25 Prozent Einkommensteuer. Ausnahmen keine. Fast keine

BERLIN taz ■ Niemand kann so schön über Steuern sprechen und schreiben wie Paul Kirchhof. „Unser Steuerrecht“, dichtete er einst, „ist ein total verstimmtes Klavier. Wir nutzen es, indem wir ihm virtuos schöne Klänge der Steuerersparnis entlocken.“

Nur braucht keiner hoffen, dass der Mann Finanzelegien um ihrer selbst willen verfasst. Der ehemalige Verfassungsrichter will das Steuerrecht ändern und radikal vereinfachen. „Notwendig wäre ein Klavierstimmer, der das Instrument auf die gesetzlich gemeinte Melodie einstimmt: Steuer zahlt, wer wirtschaftlich erfolgreich war.“

Solange Kirchhof den Taktstock in Karlsruhe schwang, wurden die Regierenden stets nervös. Seit er nur noch Steuerprofessor in Heidelberg ist, versuchen sie ihn für sich zu gewinnen oder zu kopieren. Der Vater der vielen Entwürfe von Simpelsteuern ist daher Kirchhof mit einem Konzept, das er als „Garten der Freiheit“ bezeichnet.

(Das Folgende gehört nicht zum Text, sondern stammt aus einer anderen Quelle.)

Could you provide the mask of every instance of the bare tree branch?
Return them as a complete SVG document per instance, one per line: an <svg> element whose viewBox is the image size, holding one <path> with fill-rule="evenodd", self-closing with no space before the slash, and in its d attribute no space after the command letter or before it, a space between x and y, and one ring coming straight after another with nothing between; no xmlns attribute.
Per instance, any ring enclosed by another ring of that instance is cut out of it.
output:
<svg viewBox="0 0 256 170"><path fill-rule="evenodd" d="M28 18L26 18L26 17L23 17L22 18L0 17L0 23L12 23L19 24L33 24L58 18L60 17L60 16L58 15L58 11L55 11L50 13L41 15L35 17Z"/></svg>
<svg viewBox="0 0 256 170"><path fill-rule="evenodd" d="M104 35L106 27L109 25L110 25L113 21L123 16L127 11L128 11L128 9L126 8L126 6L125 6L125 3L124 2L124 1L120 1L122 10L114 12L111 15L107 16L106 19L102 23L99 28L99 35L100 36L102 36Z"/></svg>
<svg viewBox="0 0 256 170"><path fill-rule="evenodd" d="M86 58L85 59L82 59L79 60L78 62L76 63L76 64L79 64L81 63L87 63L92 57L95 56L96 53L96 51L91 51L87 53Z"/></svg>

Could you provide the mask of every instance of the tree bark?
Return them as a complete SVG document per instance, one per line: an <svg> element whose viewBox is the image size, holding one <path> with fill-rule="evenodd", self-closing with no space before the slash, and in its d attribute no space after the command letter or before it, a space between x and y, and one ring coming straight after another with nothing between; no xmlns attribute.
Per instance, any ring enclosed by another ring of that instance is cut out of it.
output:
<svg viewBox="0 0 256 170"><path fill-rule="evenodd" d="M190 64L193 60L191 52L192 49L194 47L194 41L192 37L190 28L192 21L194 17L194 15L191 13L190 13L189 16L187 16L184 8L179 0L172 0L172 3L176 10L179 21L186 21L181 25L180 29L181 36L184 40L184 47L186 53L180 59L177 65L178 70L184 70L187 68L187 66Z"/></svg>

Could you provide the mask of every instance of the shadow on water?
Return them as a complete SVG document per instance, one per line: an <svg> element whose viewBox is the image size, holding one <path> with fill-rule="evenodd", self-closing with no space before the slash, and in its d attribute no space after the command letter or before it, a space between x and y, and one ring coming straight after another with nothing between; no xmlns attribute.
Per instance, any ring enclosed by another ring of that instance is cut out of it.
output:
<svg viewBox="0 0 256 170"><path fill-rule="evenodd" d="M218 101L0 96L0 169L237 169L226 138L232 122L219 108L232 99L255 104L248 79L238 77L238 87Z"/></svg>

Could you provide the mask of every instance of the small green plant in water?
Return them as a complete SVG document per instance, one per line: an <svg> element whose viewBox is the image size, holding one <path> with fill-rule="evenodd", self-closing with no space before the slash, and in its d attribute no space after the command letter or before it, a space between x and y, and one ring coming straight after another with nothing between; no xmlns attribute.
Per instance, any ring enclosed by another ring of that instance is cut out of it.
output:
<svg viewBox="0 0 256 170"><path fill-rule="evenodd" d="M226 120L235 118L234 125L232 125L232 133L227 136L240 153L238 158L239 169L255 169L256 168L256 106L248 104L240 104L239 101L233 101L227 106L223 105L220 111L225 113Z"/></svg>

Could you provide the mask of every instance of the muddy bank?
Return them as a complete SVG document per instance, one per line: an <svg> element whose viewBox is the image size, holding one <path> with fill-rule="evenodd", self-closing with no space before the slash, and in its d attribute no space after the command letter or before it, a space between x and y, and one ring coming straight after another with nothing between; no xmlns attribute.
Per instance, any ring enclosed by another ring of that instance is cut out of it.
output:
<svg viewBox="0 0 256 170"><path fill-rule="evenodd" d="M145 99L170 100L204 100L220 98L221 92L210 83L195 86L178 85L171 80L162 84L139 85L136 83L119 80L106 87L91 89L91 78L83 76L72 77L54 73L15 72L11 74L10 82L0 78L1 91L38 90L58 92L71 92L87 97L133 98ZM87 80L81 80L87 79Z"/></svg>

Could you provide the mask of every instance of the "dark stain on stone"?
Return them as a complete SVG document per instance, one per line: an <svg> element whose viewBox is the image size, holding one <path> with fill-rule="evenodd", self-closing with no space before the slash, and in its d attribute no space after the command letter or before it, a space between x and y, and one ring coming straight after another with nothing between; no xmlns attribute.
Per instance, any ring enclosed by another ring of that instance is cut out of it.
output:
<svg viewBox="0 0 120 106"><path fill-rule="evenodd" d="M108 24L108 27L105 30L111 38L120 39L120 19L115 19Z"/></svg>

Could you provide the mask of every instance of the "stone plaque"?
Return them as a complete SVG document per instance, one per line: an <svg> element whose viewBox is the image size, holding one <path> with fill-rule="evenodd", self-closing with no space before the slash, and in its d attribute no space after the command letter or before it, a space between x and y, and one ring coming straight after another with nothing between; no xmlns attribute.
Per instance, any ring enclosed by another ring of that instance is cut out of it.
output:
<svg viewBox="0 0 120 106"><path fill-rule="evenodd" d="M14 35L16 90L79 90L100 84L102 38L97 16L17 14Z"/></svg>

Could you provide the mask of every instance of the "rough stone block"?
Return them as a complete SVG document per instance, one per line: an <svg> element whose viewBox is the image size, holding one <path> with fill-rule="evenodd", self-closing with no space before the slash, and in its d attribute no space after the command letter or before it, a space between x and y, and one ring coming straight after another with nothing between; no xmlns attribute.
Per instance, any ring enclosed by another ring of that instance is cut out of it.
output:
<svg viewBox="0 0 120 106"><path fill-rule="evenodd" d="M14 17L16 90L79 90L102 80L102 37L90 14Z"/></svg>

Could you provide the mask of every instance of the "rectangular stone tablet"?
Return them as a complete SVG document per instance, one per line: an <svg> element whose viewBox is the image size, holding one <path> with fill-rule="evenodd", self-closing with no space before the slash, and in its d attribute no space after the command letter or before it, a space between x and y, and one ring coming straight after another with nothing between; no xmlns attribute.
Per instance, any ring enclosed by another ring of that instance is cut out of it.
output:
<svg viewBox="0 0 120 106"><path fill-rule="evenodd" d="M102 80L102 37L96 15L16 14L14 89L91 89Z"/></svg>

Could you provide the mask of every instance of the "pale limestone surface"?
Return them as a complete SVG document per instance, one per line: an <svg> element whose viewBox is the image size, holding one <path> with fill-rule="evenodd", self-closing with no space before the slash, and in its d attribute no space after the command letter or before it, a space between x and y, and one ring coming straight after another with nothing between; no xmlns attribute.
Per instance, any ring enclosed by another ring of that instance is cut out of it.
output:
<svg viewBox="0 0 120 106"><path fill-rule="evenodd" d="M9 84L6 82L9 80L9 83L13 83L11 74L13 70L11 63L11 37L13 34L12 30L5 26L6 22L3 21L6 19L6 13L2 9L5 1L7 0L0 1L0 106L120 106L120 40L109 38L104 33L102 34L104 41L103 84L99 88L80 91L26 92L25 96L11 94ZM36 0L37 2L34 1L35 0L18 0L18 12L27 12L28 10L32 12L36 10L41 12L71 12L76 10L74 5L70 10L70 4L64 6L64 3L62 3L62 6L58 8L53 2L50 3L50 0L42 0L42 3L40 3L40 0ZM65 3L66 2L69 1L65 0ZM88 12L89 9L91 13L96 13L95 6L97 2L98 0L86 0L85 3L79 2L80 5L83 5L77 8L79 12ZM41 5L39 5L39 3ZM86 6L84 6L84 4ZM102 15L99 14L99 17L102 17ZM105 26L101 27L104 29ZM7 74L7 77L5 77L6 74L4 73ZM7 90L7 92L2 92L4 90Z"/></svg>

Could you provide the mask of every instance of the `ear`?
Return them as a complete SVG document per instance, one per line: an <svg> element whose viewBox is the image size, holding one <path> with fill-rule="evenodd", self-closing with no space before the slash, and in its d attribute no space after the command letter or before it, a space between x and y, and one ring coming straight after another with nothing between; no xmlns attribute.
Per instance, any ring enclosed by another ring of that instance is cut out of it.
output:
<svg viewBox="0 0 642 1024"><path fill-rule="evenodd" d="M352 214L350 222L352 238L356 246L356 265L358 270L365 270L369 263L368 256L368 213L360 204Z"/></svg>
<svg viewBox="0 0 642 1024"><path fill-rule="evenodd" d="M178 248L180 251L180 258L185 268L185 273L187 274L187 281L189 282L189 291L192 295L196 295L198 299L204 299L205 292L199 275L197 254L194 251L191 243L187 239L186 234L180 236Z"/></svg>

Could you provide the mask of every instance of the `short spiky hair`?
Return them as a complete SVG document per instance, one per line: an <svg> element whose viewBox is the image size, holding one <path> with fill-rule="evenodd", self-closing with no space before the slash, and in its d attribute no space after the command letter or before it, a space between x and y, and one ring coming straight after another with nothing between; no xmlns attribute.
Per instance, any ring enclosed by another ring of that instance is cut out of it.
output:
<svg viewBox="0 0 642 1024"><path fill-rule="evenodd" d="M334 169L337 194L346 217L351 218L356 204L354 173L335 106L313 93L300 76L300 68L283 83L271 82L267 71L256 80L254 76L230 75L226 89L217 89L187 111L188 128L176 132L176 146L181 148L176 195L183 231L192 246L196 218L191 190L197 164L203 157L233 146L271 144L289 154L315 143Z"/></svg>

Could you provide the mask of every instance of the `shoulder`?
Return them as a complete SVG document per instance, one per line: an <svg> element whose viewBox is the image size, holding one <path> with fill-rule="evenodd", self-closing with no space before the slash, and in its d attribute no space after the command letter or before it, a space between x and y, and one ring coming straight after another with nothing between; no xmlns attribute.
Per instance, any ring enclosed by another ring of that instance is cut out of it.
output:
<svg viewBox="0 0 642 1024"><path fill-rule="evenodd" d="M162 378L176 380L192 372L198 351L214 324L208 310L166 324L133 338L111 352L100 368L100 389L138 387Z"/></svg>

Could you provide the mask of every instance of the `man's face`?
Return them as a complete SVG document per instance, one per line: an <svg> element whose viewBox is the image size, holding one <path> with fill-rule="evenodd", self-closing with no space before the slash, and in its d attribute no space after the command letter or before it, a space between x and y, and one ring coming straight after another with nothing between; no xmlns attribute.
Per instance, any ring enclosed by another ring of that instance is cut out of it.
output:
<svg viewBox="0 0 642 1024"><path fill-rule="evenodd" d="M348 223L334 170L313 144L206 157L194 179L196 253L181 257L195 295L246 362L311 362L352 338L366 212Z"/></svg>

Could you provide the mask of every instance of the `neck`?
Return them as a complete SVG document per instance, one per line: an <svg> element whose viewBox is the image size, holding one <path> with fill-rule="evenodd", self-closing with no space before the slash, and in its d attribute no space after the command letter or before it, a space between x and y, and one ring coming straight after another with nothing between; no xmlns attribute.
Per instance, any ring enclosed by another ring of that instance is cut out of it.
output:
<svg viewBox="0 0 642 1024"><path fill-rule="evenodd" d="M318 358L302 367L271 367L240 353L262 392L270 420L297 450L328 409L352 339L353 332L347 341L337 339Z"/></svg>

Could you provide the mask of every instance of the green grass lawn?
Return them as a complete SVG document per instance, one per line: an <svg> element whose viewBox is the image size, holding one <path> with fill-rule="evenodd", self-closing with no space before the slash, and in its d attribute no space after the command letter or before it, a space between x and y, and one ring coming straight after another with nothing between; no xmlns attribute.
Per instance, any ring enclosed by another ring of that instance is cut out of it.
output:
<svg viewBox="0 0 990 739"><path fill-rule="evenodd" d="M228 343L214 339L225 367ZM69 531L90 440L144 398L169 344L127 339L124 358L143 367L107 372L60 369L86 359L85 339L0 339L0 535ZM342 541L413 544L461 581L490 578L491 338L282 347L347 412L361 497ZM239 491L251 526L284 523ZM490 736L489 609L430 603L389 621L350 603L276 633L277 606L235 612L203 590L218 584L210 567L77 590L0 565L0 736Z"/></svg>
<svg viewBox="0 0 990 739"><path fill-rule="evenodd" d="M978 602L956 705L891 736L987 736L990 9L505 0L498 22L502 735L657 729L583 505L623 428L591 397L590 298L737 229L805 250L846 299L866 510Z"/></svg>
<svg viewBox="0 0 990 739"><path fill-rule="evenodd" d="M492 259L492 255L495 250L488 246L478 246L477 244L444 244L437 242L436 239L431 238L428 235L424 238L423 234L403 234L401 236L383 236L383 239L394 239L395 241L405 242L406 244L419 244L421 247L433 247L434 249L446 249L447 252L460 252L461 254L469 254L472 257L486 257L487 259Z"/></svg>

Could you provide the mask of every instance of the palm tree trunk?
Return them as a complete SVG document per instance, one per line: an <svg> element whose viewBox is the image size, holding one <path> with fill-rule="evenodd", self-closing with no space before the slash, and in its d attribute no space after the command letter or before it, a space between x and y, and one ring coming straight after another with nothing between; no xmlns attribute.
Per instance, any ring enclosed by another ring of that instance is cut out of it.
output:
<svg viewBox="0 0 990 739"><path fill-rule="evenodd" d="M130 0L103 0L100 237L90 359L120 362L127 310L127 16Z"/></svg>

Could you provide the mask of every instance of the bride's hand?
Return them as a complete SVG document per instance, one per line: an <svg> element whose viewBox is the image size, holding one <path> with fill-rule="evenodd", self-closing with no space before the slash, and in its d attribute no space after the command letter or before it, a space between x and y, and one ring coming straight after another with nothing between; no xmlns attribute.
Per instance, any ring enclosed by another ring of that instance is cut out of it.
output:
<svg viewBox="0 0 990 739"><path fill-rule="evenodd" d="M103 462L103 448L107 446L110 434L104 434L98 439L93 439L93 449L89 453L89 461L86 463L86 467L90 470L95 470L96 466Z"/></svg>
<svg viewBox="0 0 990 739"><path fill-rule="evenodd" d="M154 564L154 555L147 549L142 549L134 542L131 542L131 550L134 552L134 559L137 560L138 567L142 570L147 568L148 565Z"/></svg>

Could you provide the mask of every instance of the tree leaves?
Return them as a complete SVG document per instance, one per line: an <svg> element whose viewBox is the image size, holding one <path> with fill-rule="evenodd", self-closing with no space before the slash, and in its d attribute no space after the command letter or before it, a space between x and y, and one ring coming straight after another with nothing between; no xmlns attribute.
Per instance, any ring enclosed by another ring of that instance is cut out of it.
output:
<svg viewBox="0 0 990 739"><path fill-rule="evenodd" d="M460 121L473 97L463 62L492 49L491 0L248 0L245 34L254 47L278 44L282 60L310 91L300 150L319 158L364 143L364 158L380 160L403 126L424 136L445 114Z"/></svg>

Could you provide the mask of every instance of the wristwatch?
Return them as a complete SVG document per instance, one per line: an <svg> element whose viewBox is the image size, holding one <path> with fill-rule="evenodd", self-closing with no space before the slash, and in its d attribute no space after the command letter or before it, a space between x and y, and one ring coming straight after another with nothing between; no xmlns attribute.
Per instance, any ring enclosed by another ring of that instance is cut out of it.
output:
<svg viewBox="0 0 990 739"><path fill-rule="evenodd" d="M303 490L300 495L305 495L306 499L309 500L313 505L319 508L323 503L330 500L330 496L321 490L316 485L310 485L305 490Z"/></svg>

In Kirchhofs Steuerparadies gibt es nur einen Steuersatz von 25 Prozent. Und den bezahlen alle, egal ob sie Löhne, Gewinne oder Dividenden bekommen. Von diesem Prinzip gibt es nur wenig Ausnahmen. Erstens erhalten Menschen Grundfreibeträge von jeweils 8.000 Euro. Zweitens dürfen Paare ihr Einkommen zwecks Besteuerung splitten, also günstig teilen. Drittens gibt es einen ermäßigten Steuersatz (15 Prozent) für Einkommen bis 18.000 Euro. Viertens: Gibt es keine Ausnahme mehr.

Kirchhofs freiheitliches Steuermodell ist grundsätzlich abgeleitet: Der Staat darf die Freiheit des Einzelnen nicht unnötig einschränken. Und: Die Familie als Keimzelle der Zukunft muss geschützt werden. Daher beurteilt er auch die Mehrwertsteuer rigide. Kirchhof ist, anders als die CDU, eindeutig gegen ihre Erhöhung. Die Schwäche dieser Idee sei, dass „derjenige, der sein ganzes Einkommen konsumieren muss, weil er kleine Einkommen hat oder weil er eine Familie hat, die Mehrwertsteuer voll bezahlen muss“.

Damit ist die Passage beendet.